After their divorce she had been cautious about allowing herself to get involved with other men. Sex had been something she had pushed to the back of her mind and out of her life. She had the boys, and the excitement of a burgeoning career to keep her fulfilled and busy.
And then she had met Marcus. He had patiently encouraged her to put aside her wariness and caution and to learn to celebrate and enjoy her sexuality. He was a very sensual lover. And a very experienced one?

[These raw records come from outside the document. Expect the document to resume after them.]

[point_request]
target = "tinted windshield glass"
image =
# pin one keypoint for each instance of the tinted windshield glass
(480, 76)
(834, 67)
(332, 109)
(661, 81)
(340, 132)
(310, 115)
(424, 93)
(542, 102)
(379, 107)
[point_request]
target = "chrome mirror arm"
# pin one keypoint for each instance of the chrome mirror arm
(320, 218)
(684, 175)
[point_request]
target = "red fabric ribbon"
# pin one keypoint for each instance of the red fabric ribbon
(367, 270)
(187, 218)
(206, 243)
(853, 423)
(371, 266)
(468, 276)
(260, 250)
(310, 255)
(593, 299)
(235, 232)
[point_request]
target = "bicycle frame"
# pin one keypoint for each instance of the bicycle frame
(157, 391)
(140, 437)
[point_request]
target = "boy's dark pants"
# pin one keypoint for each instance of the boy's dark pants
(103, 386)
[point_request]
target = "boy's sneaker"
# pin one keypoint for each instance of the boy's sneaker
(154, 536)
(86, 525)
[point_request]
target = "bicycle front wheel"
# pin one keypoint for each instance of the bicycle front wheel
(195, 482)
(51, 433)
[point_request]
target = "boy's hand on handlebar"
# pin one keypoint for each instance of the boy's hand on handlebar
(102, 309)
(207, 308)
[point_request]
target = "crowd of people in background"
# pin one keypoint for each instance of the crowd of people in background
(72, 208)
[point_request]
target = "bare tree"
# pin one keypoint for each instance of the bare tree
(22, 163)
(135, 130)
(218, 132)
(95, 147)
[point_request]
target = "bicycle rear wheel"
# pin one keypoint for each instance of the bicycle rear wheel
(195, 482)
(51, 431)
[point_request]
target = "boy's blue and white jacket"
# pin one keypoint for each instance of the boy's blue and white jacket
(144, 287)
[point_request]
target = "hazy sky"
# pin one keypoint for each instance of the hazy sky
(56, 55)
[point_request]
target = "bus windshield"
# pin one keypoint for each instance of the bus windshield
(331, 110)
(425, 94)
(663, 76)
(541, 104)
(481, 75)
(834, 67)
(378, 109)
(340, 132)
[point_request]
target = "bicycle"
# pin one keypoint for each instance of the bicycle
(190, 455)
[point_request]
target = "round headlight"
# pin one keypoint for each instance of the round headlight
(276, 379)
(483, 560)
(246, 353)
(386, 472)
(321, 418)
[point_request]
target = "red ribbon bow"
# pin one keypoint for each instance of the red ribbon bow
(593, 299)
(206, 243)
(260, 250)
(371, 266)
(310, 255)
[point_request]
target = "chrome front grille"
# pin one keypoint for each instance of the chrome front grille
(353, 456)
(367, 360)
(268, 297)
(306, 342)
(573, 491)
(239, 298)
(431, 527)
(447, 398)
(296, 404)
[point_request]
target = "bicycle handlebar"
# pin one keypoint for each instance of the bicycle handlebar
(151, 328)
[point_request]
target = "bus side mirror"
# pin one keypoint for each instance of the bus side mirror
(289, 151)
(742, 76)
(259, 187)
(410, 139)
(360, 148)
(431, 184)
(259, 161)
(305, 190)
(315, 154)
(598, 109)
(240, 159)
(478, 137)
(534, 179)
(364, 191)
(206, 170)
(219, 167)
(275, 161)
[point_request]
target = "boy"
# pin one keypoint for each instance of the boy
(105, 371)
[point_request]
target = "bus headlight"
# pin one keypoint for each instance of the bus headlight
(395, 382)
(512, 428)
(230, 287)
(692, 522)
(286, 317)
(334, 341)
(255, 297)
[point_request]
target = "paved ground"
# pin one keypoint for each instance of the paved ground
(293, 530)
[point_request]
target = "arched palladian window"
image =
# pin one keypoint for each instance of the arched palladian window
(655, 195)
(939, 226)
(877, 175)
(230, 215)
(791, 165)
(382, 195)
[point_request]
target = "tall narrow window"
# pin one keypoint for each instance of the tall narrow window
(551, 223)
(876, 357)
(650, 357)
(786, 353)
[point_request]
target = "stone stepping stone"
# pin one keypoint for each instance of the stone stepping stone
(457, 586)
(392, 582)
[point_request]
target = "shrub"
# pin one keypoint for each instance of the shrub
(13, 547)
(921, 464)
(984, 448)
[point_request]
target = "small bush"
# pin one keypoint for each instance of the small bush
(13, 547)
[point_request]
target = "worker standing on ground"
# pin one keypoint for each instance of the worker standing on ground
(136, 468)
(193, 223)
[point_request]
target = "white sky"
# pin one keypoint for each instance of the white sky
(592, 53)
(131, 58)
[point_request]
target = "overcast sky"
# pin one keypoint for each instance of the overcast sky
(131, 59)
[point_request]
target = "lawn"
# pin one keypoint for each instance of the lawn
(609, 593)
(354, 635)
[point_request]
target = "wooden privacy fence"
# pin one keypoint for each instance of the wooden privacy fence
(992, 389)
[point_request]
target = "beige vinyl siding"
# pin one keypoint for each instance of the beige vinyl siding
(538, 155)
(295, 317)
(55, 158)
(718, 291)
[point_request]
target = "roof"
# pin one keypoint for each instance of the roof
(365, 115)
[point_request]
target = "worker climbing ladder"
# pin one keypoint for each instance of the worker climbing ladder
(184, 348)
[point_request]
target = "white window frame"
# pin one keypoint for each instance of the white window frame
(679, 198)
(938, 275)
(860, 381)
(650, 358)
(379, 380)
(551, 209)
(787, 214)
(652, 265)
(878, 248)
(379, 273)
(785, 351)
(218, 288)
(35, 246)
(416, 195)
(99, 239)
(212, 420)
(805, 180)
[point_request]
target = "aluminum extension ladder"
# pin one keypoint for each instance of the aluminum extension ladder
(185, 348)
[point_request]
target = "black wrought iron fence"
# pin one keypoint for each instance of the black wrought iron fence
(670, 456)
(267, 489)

She frowned as she felt the tiny tremor of anxiety touch her spine. What was she worrying about now? Marcus had always been open and honest with her, making no secret of the fact that there had been other women in his life before they had met. He was not a promiscuous man but it would have been naïve of her to believe that he had lived a celibate life in the years between the break-up of his first marriage and their first meeting.
Her frown deepened as she remembered how, the last time she had visited them, Vanessa had asked her if she ever got jealous or worried that Marcus might leave her for someone younger.
‘Most men Dad’s age marry someone a lot younger,’ Vanessa had commented. ‘Women aren’t attractive to men once they’re middle-aged.’
‘That’s not true, Vanessa,’ she had countered as firmly as she could, trying to dismiss her own personal feelings and to concentrate instead on her concern that already, while still only in her teens, Vanessa was being dragged into the female trap of perceiving her own sex as only being able to have a valid sense of self-worth when rated by their desirability to men; but Vanessa had shrugged her shoulders and walked away from her, telling her unkindly over her shoulder, ‘You’re only saying that because you’re old.’
Old… at thirty-eight?
Marcus arrived home just after one. She had been asleep but she woke up when he walked into the bedroom, smiling sleepily at him as she asked, ‘Did you have a good time?’